Teenage Mutant Ninja Turtles: Splintered Fate Review (eypyeash)

Initial impressions a few hours in on release day. I'll probably come back in a month after I get more time (and so do the devs).
Pretty fun. Not quite as compelling as Hades, but definitely decent, with some bugs out and about.
Gameplay is fairly basic. You have a dash, attack, tool, and super button, and tool/super get charged through attacks. The tool can be swapped or upgraded during a run, and like most of these arena roguelites, each room gives you some kind of upgrade... maybe just some currency, often a power. The core of why Hades was so nuts was because each weapon was very different, and the stacks got funny and developed a custom playstyle very quickly. Three levels deep in the Turtles game and it's mostly just little buffs... yeah, maybe throwing three shurikens on dash and they return for a damage debuff, but it's not the bonkers stuff Hades offers.
And that's kinda fine. It feels more like a Turtles beat-em up, maneuvering and attacking and a bit of kiting.
Enemies are decently challenging... interestingly, mousers might be the most dangerous thing, because they can spawn in and start throwing whole webs of lasers down, which means you absolutely need to stagger them or get outta there to kill other enemies first. Shuriken foot projectiles do some light trajectory adjustment, and many enemies do the stupid armored phase thing where they just tank damage without stunning so you have to learn to dash through their attack patterns again and again. Fine for a dude or two, but this becomes more just "every enemy" a couple levels in.
Some enemy attacks can be pretty ambiguous. The enemy shurikens versus your own is just a size difference. When you start getting friendly Mousers, you need to pay attention to their green health versus the red health bad ones. Enemies can be hidden by scenery, with no way to tell except your attacks that try to auto-focus on something nearby.

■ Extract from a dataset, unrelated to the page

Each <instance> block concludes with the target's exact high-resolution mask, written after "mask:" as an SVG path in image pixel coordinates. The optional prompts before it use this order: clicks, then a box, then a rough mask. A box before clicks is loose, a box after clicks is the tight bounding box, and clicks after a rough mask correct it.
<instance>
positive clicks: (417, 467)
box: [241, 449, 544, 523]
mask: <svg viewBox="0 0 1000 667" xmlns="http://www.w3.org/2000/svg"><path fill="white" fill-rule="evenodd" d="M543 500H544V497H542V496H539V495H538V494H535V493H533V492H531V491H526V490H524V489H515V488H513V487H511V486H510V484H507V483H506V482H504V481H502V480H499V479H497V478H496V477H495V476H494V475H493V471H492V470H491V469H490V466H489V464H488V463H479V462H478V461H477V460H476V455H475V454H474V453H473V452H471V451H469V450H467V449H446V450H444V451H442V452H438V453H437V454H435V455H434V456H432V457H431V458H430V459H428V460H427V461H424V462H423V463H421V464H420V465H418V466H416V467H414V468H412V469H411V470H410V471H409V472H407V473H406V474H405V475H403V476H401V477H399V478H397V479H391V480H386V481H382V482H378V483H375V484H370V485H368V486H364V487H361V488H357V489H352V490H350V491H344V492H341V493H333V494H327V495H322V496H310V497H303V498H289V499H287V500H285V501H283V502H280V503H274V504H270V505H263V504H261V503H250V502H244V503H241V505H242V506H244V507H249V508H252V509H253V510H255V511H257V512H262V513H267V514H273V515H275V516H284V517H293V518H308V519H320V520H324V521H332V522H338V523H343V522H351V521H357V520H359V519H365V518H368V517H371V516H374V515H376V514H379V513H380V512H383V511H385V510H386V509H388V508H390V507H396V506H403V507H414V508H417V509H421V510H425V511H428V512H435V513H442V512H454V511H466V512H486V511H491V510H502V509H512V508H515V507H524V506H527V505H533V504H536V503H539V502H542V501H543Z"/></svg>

At 4k resolution, I started having screen glitches. It wasn't tearing, rather the characters that were talking would swap with the other character in the conversation for a few frames and switch back. I've got a dual monitor 4k setup, but run them in 2k resolution, so sorta suspect the fact it automatically went to 4k but seems to be a borderless fullscreen means the two resolutions was freaking the game out. By swapping down to 2k resolution in the settings this went away.
I wouldn't recommend it wholeheartedly at the moment. Probably around 15 bucks I would say go for it unless you're just a huge turtles fan who likes a roguelike.